The executable contains a pop rsi; ret gadget that we can use to change the value of rsi. We will set it such that it points to some entry of the GOT (global offset table). The GOT is a data structure that is inside the memory region of the executable, so we know its address. It contains the addresses of the libc functions that the program uses. Let say we set rsi to the address of the GOT entry for the puts function.

We can now send our ROP chain that will call write(4, <address of GOT entry for puts>, <some number higher than 8>). The first 8 bytes of what we get in return represent the address of the puts function in libc.

As we have access to the exact libc file used by the server (it is provided in the challenge files), we can now use the puts pointer to compute the base address of libc in memory, and thus we know the address in memory of everything that libc contains.

Get a shell

Now that we know the address of libc, we can call any of its functions in our ROP chains. As libc contains a lot of gadgets, we can also freely change the argument register values before calling a function.

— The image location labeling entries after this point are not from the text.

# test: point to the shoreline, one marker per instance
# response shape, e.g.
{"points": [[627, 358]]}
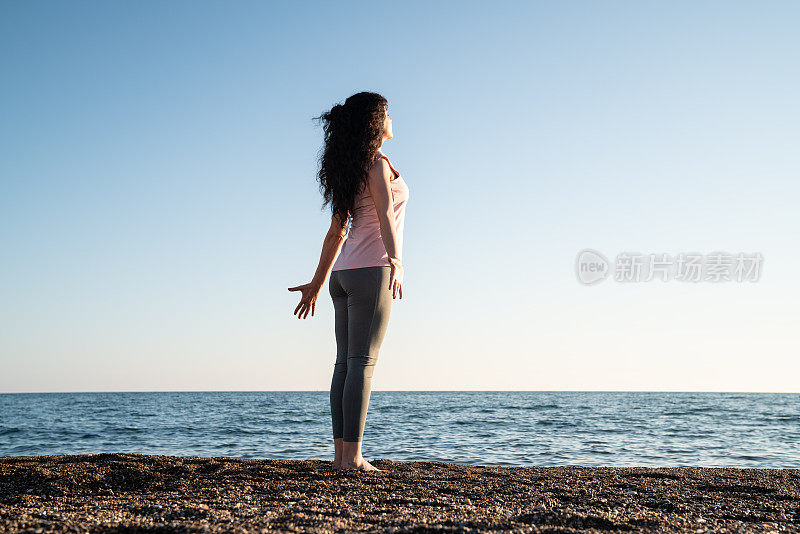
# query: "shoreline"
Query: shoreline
{"points": [[124, 491]]}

There is one last obstacle in our way. If we directly open a shell (by executing system("/bin/sh")), the shell will expect data from stdin and print output to stdout. Stdin and stdout are connected to the terminal of the server, so this will open a shell in the terminal of the computer that runs the challenge, which would be useless for us. We need a way to make the input / output of the shell go through the TCP socket to us.

The good news is that there exists a libc function that does exactly that : the function dup2. It takes two file descriptors as arguments, and makes the second file descriptor point to the file connected to the first file descriptor. Here the "file" is the TCP socket. The file descriptor for stdin is 0, the file descriptor for stdout is 1 and the file descriptor for the client socket is 4. So we want to call dup2(4, 0) and dup2(4, 1), which will connect both stdin and stdout to the socket.

Finally, for calling system("/bin/sh") we need a pointer to a "/bin/sh" string. Very conveniently, libc contains this string, and because we can compute the address of everything inside libc, we know its address.

To recapitulate, we build a ROP chain that :

  • Sets rdi to 4
  • Sets rsi to 0
  • Calls dup2
  • Sets rdi to 4
  • Sets rdi to 1
  • Calls dup2
  • Sets rdi to the address of the "/bin/sh" string in libc
  • Calls system

And now we have a shell, where we can type cat flag.txt and get the flag in return !

Note about the unlikely situation where the attack is infeasible

As explained in the part about the canary, if any byte of the canary is 0x0a, the attack is infeasible. There is the same situation with the return address.

As the canary contains 7 random bytes and the random part of the return address is 5 bytes long, the probability for this to happen is 1 - (255/256)^12, which is around 5%. This is why it is important to test that the attack works and restart the server if it doesn't.